En 2016, devant l’arrivée massive des migrants et le refus des États à s’engager, des maires de villes européennes font entendre leurs voix et tentent de pallier aux défaillances de la politique nationale en créant un réseau de « villes-refuges ».

L’idée de la ville-refuge est presque aussi ancienne que le monde. Dans la Bible, par exemple, Quédech, Sichem, Hébron, Besser, Ramoth et Golan sont les six villes-refuges indiqués par Dieu à Moïse (Nombres 35, 9-34) et à Josué (Josué 20, 1-9). La loi de Moïse autorisant les plus proches parents d’une victime à tuer un meurtrier, le tueur pouvait trouver asile dans une de ces villes-refuges. Il était à l’abri de la surenchère de la violence et de la vengeance. Cela rendait ainsi possible une justice communautaire et non une justice personnelle. Ce principe de ville-refuge apparaît encore au Moyen Âge en Europe. C’est l’âge d’or du droit d’asile. En pénétrant à l’intérieur des murailles de certaines villes, les serfs devenaient des hommes ou des femmes libres.
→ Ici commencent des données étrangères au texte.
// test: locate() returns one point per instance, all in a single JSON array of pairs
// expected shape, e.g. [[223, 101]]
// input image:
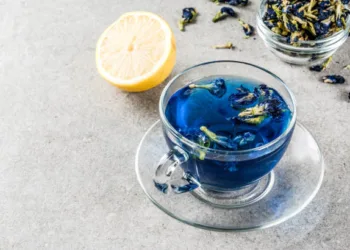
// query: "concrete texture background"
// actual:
[[68, 139]]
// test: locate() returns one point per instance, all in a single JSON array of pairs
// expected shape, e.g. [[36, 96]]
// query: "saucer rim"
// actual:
[[229, 229]]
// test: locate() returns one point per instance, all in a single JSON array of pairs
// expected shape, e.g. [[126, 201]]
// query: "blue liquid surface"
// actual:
[[219, 110]]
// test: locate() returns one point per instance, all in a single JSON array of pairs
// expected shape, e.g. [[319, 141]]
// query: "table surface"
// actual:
[[68, 139]]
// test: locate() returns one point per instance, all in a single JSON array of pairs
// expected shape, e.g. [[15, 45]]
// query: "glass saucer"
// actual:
[[294, 182]]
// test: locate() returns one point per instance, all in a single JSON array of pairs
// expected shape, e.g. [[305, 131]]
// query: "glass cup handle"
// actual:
[[166, 169]]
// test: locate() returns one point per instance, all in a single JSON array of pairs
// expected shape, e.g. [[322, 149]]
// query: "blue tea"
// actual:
[[226, 113]]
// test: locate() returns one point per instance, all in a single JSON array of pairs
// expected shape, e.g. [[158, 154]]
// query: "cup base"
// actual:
[[277, 197], [239, 198]]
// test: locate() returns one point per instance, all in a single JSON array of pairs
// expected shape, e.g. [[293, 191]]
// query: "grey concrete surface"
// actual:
[[68, 139]]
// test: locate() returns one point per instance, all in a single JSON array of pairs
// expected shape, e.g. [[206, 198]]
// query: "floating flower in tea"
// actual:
[[216, 88]]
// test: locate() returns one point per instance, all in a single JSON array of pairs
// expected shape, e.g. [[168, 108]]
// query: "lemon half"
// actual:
[[137, 52]]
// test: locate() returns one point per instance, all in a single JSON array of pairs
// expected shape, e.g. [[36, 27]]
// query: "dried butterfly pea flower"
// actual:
[[163, 187], [223, 13], [333, 79], [248, 29], [322, 66], [306, 20], [216, 88], [188, 16]]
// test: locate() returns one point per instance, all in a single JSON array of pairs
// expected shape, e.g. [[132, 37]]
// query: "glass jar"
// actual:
[[307, 52]]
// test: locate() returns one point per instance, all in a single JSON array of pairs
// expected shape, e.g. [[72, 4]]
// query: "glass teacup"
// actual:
[[221, 174]]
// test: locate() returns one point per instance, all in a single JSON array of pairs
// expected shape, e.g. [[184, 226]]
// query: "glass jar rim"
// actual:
[[192, 144], [334, 37]]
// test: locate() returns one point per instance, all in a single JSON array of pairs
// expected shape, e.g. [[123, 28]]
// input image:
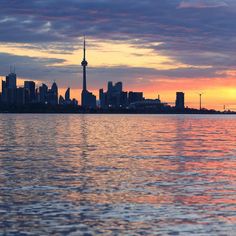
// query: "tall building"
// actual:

Solidarité avec les écrivains menacés…

Cette notion disparaît à l’époque moderne. Le pouvoir monarchique uniformise le droit et prend le pouvoir. C’est l’état qui dirige ! Il faut attendre la fin du 20e siècle pour voir resurgir l’idée. Le 7 novembre 1993, Toni Morisson, Pierre Bourdieu, Jacques Derrida, Salman Rushdie et Édouard Glissant annoncent la création du Parlement international des écrivains. L’idée est de Pierre Bourdieu. Lors d’une séance du Carrefour international des littératures, en 1991, il appelle à la création d’une «internationale des intellectuels», susceptible d’organiser une solidarité concrète avec les écrivains menacés – dans leur travail et dans leur être – par de nouvelles formes de censure. À cette époque, en Afghanistan, la lecture des Mille et Une Nuits est prohibée et certains groupes fondamentalistes américains interdisent la lecture des œuvres de Steinbeck. Le principe de la ville-refuge permet aux écrivains d’obtenir un logement et une bourse de la part de la municipalité accueillante. Cela va au-delà du simple droit d’asile. L’acte de solidarité permet à l’écrivain de continuer à travailler et à publier. Vingt-cinq villes répondent à l’appel : Berlin, Strasbourg, Caen, Venise, Göteborg, Helsinki… Le Parlement international des écrivains a été définitivement dissout en 2005.

…et les exilés syriens

Un réseau de villes-refuges se recrée lors de la crise des exilés syriens. Dans un monde où les États se désengagent, oubliant même les principes de la déclaration universelle des droits de l’homme, des municipalités décident de pallier à ces manquements. En France, il faut citer les exemples de Paris et Grande-Synthe (Nord). Dans la banlieue de Dunkerque, Damien Carême, maire écologiste, fait construire un camp de transit aux normes internationales. Paris suit son exemple et installe un camp d’accueil et un pôle d’information. D’autres villes font de même. On peut retrouver des villes-refuges en Espagne, à Barcelone et à Valence, cette dernière ayant mis à disposition des logements publics. En Italie, la maire de Lampedusa tente d’offrir un accueil digne aux réfugiés, entre deux naufrages. Elle essaie continuellement d’interpeller Rome et Bruxelles. La liste des villes d’accueil s’allonge, preuve d’un véritable élan des populations. Mais si l’idée de la ville-refuge est intellectuellement satisfaisante, elle montre aussi les difficultés que nous avons à gérer notre monde.